Delatestryl

In males: For hypogonadism, 200 to 400 mg every 4 weeks; androgen therapy is regarded as replacement therapy, being effective only as long as continued; prolonged treatment with chorionic gonadotropin is also recommended. For cryptorchidism, 100 to 200 mg every 4 weeks; chorionic gonadotropin should generally be tried first; use only when no obstructive anatomic lesion exists; if descent has not occurred after 3 or 4 months of therapy, surgical transplantation should be considered. For oligospermia, 100 to 200 mg every 4 to 6 weeks for development and maintenance of testicular tubular function; 200 mg every week for 6 to 12 weeks for suppression of spermatogenesis and rebound stimulation.

Injectable steroids are injected into muscle tissue, not into the veins. They are slowly released from the muscles into the rest of the body, and may be detectable for months after last use. Injectable steroids can be oil-based or water-based. Injectable anabolic steroids which are oil-based have longer half-life than water-based steroids. Both steroid types have much longer half-lives than oral anabolic steroids. And this is proving to be a drawback for injectables as they have high probability of being detected in drug screening since their clearance times tend to be longer than orals.

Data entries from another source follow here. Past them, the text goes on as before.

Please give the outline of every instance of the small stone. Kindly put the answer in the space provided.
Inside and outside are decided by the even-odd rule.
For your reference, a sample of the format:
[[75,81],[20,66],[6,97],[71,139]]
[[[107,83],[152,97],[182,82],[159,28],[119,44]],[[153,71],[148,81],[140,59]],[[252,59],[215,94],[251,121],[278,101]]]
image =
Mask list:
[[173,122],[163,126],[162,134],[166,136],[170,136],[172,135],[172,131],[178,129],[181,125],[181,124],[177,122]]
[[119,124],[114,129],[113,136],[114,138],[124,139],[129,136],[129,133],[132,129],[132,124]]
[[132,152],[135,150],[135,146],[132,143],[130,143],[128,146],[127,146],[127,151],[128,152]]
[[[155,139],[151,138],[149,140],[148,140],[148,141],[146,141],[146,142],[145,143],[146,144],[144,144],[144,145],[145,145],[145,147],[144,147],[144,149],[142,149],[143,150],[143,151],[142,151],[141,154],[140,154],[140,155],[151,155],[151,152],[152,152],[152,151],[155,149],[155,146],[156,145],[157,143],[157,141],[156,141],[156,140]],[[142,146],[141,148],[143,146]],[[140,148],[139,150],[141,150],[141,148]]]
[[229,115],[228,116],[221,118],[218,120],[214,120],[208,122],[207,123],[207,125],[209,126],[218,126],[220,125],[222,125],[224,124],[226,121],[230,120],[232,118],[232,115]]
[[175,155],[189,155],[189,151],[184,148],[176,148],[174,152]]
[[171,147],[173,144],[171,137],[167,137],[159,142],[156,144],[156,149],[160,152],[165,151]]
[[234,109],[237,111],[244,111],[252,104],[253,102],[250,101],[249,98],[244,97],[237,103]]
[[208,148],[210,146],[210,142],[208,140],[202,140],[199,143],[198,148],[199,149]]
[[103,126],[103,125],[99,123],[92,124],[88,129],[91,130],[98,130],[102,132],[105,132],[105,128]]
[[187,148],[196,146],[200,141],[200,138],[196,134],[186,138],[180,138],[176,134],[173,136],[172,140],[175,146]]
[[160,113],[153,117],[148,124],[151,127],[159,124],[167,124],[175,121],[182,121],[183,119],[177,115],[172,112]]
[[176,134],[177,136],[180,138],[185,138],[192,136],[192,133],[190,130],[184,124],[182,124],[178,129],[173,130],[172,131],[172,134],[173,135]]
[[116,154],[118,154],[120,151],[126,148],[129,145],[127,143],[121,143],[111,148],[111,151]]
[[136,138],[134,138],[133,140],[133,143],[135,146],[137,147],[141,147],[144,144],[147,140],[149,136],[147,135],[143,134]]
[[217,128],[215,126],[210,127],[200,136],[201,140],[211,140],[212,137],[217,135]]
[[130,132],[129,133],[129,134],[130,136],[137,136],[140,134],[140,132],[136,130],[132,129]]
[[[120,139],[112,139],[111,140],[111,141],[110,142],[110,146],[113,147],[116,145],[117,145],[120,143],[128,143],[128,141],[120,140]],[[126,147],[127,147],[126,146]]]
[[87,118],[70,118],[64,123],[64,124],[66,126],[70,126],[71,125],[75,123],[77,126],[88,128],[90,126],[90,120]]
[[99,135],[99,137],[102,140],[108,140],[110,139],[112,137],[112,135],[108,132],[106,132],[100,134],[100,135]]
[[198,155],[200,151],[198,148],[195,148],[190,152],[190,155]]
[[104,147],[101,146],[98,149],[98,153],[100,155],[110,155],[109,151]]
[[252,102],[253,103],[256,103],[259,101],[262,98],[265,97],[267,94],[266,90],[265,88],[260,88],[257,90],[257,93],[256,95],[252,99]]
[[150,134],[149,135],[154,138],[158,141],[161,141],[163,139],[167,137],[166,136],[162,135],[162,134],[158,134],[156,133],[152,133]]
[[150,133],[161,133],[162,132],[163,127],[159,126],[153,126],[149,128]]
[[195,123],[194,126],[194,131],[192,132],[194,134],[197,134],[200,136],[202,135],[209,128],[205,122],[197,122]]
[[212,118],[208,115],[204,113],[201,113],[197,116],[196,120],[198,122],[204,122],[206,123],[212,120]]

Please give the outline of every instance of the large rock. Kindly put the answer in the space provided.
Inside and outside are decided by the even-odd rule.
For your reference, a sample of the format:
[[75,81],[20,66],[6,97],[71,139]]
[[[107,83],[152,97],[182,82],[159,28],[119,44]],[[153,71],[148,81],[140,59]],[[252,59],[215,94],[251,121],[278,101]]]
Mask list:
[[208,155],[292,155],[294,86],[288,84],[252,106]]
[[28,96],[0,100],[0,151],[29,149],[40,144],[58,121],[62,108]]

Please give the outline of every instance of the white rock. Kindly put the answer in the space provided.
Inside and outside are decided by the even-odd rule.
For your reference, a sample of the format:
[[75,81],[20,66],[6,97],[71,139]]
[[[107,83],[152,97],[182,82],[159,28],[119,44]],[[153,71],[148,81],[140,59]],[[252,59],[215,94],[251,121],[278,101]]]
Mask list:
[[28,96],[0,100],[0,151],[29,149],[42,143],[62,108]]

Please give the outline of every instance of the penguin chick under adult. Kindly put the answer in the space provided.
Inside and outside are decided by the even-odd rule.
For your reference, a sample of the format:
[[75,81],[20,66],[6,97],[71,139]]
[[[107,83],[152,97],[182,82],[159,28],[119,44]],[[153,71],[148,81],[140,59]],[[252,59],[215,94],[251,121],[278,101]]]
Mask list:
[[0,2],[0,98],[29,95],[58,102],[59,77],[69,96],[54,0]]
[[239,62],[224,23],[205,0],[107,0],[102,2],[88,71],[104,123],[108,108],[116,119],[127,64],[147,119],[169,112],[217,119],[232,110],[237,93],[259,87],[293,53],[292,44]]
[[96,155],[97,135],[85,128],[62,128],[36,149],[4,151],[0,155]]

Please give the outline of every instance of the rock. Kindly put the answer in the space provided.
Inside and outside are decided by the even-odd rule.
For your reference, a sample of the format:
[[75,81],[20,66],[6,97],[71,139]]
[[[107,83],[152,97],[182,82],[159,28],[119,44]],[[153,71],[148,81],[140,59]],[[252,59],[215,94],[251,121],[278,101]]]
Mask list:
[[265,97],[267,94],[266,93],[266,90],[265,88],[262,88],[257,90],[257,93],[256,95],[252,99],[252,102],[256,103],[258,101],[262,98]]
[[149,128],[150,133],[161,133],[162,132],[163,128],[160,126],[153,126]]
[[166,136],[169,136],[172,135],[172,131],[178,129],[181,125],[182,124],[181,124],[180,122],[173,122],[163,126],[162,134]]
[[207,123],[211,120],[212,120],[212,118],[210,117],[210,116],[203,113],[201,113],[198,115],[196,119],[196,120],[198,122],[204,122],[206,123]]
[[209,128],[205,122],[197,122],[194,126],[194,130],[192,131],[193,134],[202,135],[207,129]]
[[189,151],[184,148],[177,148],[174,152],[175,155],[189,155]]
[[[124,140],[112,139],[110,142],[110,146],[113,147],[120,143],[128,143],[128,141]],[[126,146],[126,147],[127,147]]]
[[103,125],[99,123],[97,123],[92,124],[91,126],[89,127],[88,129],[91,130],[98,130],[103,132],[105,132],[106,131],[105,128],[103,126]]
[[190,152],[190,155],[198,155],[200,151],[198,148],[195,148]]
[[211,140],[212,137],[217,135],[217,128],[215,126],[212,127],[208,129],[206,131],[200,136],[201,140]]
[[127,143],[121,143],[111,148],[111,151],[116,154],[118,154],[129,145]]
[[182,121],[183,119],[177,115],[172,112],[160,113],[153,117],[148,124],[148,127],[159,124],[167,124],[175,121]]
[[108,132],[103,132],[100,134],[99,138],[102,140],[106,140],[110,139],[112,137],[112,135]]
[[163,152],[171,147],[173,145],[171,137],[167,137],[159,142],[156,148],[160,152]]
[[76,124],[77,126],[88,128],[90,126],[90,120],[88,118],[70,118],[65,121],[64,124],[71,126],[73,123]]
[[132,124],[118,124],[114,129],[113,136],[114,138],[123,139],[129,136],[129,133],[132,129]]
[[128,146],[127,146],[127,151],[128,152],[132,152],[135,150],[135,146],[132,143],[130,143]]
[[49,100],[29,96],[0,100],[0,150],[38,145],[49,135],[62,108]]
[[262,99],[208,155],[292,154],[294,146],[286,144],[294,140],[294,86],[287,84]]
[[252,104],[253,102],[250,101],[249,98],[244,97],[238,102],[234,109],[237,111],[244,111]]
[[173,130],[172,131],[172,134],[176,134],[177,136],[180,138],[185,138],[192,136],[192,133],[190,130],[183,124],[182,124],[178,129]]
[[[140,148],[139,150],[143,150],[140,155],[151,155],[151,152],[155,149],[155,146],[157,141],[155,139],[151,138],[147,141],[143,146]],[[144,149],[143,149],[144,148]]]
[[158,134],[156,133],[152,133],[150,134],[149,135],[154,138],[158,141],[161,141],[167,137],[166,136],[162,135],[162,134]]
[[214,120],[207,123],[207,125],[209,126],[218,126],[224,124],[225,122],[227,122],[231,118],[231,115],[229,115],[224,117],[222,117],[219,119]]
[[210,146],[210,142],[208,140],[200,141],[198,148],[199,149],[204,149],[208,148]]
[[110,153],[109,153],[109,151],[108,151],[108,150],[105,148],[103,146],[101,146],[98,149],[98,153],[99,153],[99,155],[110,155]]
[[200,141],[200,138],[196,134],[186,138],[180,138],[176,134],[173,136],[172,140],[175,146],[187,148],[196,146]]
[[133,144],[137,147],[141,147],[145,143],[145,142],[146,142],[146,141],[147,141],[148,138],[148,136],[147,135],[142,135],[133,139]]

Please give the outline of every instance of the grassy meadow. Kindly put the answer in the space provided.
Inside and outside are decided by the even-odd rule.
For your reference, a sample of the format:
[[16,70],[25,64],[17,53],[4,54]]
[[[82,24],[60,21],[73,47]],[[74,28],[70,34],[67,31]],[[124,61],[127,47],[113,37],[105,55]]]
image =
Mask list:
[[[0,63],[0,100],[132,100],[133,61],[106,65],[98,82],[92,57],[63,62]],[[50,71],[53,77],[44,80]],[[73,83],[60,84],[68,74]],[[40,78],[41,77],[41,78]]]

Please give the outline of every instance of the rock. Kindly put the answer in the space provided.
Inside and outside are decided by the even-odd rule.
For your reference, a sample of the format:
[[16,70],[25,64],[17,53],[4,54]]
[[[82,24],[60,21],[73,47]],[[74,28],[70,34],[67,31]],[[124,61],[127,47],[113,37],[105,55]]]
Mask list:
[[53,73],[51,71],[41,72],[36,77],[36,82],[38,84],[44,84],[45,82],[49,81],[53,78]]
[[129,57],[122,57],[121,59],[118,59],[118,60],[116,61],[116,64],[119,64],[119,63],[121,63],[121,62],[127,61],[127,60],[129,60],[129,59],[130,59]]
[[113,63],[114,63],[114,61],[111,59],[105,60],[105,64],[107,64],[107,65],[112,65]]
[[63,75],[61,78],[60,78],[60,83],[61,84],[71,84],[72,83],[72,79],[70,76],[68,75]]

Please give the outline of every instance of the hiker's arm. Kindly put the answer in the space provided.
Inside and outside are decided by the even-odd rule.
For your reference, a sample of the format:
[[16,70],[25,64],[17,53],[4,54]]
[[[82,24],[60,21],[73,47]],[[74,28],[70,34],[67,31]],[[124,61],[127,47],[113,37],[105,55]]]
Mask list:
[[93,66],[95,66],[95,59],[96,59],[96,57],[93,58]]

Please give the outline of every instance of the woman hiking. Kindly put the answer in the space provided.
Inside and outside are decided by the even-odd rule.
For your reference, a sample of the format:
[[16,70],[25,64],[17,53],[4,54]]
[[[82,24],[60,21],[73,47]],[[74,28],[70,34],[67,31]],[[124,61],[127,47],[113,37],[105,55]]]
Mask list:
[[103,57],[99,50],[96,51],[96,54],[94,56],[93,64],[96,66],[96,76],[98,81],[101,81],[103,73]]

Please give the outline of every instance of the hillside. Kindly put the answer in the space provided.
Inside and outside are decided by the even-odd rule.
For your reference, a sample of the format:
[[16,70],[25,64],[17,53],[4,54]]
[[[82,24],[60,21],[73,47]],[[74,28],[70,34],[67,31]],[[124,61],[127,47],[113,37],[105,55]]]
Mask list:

Athletes resolve this problem by using injectable testosterone early in the cycle then switch to orals when approaching the end of the cycle and drug testing is imminent.

Clinical studies of DELATESTRYL did not include sufficient numbers of subjects, aged 65 and older, to determine whether they respond differently from younger subjects. Testosterone replacement is not indicated in geriatric patients who have age-related hypogonadism only (“andropause”), because there is insufficient safety and efficacy information to support such use. Current studies do not assess whether testosterone use increases risks of prostate cancer , prostate hyperplasia , and cardiovascular disease in the geriatric population.

Discontinue if jaundice, abnormal liver function, hypercalcemia, or edema occurs. Monitor liver function, hemoglobin, hematocrit, prostate specific antigen (PSA), cholesterol, bone age (every 6 months for pre-pubertal males). Preexisting cardiac, renal or hepatic disease (discontinue if edema occurs). History of MI or coronary artery disease. May increase risk of prostatic hypertrophy or carcinoma in elderly. Testosterone and/or other anabolic androgenic steroid abuse. Monitor for venous thromboembolism; discontinue if suspected. Inform patients of possible increased risk of MI, stroke. Elderly. Young children. Nursing mothers: not recommended.

Delatestryl

delatestryl

Discontinue if jaundice, abnormal liver function, hypercalcemia, or edema occurs. Monitor liver function, hemoglobin, hematocrit, prostate specific antigen (PSA), cholesterol, bone age (every 6 months for pre-pubertal males). Preexisting cardiac, renal or hepatic disease (discontinue if edema occurs). History of MI or coronary artery disease. May increase risk of prostatic hypertrophy or carcinoma in elderly. Testosterone and/or other anabolic androgenic steroid abuse. Monitor for venous thromboembolism; discontinue if suspected. Inform patients of possible increased risk of MI, stroke. Elderly. Young children. Nursing mothers: not recommended.